Benefits of investing in Hybrid Funds

  • Consistent returns in all market conditions
  • Lower risk exposure
  • Simplified investment
  • Regular income with the bond component

Who Should Invest in Hybrid Funds?

  • Conservative Investors

    Conservative Hybrid Funds allocate a higher proportion to fixed-income securities, providing stability and steady income with lower risk exposure.

  • Moderate Investors

    Balanced Hybrid Funds offer an equal mix of equities and fixed-income securities, aiming to balance risk and reward for moderate growth and income.

  • Aggressive Investors

    Aggressive Hybrid Funds have a higher allocation to equities. These funds target significant capital appreciation while still incorporating fixed-income securities for some level of risk mitigation.

FAQs

Are Hybrid mutual funds safe?

The risk involved in hybrid mutual funds is lower than pure equity funds and therefore hybrid funds are considered relatively safe investments.

Which is better, Hybrid or Equity mutual funds?

Investing in hybrid or pure equity mutual funds will depend on the investor’s risk appetite and investment goals. Equity mutual funds provide higher returns over a longer-term period. However, they come with a higher level of risk. Hybrid Mutual Funds are more suitable for investors looking for moderate levels of risk and return.

Is a Hybrid Mutual fund good for the long term?

Yes, Hybrid Mutual Funds are suitable for long-term investments. This is because over a longer term, the risk of Hybrid Funds balances out and investors benefit from the compounding effect as well as capital appreciation

What are the benefits of hybrid mutual funds?

Hybrid mutual funds are an attractive option for investors looking to diversify their portfolio and benefit from returns generated by both equity and debt instruments. They carry moderate level of risk and generate moderate returns, making them suitable for investors with medium term goals or those who have just started investing in the stock markets. Moreover, they offer tax benefits depending on the type of securities and instruments held by the fund.

How many types of hybrid mutual funds are there?
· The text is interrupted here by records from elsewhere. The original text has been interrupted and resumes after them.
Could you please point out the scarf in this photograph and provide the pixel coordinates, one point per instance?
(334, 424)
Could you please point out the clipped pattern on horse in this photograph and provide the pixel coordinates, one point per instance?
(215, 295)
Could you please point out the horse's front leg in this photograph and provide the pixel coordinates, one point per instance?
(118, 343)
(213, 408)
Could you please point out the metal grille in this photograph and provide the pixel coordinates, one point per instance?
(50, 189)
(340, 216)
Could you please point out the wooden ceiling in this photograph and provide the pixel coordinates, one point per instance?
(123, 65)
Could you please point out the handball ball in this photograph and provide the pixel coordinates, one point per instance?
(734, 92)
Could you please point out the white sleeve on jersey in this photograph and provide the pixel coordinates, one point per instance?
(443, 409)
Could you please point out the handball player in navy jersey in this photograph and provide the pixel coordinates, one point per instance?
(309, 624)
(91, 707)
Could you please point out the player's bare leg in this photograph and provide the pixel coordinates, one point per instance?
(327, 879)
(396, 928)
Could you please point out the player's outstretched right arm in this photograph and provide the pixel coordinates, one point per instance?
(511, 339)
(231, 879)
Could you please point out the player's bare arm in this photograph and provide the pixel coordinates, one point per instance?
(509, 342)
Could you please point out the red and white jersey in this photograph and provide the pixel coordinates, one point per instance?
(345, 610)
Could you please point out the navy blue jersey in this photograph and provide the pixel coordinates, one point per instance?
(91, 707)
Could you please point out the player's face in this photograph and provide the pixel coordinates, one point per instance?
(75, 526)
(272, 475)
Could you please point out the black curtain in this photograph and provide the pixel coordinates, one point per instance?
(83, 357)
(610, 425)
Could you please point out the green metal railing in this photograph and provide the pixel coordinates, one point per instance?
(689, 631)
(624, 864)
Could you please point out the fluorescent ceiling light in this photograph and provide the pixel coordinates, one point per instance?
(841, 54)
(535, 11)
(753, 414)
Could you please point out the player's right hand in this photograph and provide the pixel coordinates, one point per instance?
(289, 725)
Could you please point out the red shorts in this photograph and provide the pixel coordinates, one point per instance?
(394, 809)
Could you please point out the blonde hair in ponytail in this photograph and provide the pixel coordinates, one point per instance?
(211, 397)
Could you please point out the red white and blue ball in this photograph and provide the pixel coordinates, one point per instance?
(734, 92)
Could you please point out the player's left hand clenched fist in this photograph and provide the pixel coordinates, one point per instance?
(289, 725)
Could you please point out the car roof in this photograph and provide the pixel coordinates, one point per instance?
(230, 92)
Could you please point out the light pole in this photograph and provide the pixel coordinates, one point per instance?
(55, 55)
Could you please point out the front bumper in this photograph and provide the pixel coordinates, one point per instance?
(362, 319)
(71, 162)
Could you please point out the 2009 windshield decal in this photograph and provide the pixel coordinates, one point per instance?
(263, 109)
There are two main types of Hybrid mutual funds: Equity-oriented Hybrid funds and Debt-oriented Hybrid funds. Equity-oriented Hybrid funds invest a majority of their corpus in equity instruments, while debt-oriented hybrid funds invest primarily in debt instruments. Amongst these main types, there are 7 different types of hybrid funds – Aggressive, Balanced, Multi Asset Allocation, Conservative, Equity Savings, Arbitrage, Dynamic Asset Allocation.